Despite the increasing number of studies using photo-elicitation for data collection in qualitative research, there is a need to further explore its use among families of children and adolescents living with chronic illness.
The aim of this study was to discuss methodological and pragmatic considerations about the use of photo-elicitation interviews (PEIs) for data collection with families of children and adolescents living with chronic illness.

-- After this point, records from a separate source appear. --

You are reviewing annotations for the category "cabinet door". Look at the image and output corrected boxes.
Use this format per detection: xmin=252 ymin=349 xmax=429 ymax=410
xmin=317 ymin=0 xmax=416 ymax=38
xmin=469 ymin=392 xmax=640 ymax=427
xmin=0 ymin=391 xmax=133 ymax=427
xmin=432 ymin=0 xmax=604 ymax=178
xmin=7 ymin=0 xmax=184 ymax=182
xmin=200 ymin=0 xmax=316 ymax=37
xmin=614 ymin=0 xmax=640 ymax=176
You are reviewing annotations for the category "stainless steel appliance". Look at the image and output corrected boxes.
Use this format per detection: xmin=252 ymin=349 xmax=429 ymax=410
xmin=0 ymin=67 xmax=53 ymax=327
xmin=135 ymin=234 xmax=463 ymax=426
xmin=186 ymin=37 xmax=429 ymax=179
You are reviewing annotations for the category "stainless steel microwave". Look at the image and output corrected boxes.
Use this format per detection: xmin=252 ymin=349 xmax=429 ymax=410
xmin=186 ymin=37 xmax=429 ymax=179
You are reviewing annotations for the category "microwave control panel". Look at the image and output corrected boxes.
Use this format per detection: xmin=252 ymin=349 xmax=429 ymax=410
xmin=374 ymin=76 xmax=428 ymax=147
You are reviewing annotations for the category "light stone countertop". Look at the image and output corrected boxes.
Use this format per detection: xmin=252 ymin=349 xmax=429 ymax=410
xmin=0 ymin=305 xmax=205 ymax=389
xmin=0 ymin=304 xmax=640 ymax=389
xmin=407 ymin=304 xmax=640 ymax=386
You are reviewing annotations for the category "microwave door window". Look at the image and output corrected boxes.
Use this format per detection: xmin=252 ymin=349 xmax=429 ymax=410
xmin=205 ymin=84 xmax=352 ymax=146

We discussed methodological aspects of using PEIs as reported in publications. A search of the literature was carried out to identify articles presenting information on methodological aspects of the use of PEIs in qualitative data collection, regardless of age group. In pursuit of complementing the evidence with pragmatic considerations of using PEIs, we illustrate with an example of a recent qualitative study of our own that aimed to understand the narratives about hope of families of children and adolescents living with chronic illness.

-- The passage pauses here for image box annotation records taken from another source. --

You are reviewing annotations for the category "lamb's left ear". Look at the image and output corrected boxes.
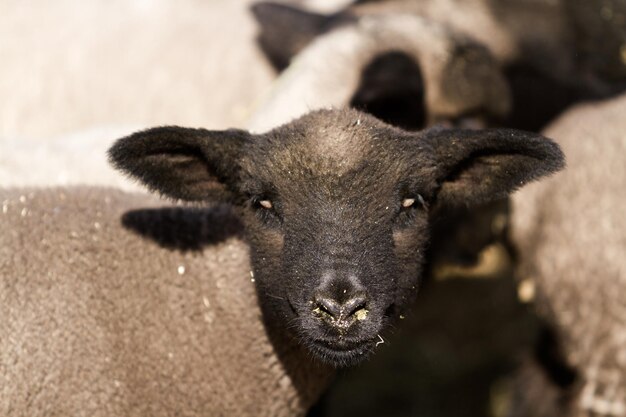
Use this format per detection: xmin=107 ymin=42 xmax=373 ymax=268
xmin=109 ymin=126 xmax=251 ymax=202
xmin=421 ymin=128 xmax=565 ymax=204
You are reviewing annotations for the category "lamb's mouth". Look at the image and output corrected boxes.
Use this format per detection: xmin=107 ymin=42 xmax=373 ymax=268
xmin=308 ymin=339 xmax=375 ymax=367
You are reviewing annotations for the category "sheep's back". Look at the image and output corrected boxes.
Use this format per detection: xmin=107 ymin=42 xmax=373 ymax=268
xmin=0 ymin=188 xmax=330 ymax=416
xmin=513 ymin=96 xmax=626 ymax=415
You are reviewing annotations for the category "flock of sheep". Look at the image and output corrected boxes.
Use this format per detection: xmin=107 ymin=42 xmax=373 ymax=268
xmin=0 ymin=0 xmax=626 ymax=417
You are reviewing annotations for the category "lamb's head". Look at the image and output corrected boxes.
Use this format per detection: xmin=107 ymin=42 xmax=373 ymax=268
xmin=110 ymin=110 xmax=563 ymax=365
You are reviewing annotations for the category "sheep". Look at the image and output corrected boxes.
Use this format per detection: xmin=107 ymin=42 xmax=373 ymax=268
xmin=248 ymin=14 xmax=510 ymax=132
xmin=512 ymin=95 xmax=626 ymax=417
xmin=0 ymin=187 xmax=330 ymax=417
xmin=252 ymin=0 xmax=626 ymax=130
xmin=0 ymin=109 xmax=563 ymax=416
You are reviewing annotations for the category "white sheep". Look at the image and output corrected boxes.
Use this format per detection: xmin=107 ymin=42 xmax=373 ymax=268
xmin=512 ymin=92 xmax=626 ymax=416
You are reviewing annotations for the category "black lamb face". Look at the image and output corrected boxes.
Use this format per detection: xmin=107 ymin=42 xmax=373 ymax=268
xmin=234 ymin=114 xmax=434 ymax=364
xmin=110 ymin=110 xmax=563 ymax=366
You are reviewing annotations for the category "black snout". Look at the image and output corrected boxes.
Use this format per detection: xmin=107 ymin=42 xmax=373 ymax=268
xmin=313 ymin=293 xmax=368 ymax=328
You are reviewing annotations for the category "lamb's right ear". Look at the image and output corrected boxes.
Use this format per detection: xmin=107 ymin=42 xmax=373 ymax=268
xmin=108 ymin=126 xmax=251 ymax=202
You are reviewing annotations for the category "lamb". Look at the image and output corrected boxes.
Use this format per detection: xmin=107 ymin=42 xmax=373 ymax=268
xmin=512 ymin=96 xmax=626 ymax=417
xmin=0 ymin=110 xmax=563 ymax=416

We synthesized common aspects that need to be considered when using PEIs with different populations: ethical issues, cameras, guidance, and interviews. We also presented our experience of using the PEI technique to collect data from families. Because of our experience, we denominate our method as the “family photo-elicitation interview” (FPEI). Our method goes beyond the PEI technique because it integrates aspects of family nursing theories when conducting interviews with families. FPEIs strengthen family interaction and allow family members to share their perspectives.
We present a new perspective of PEIs-the FPEI-in the pediatric context. Previous studies have not addressed considerations about using PEIs for families. We hope our results assist novice researchers in planning and implementing FPEIs in qualitative research. We recommend that researchers explore the use of FPEIs in other contexts, such as geriatrics or palliative care.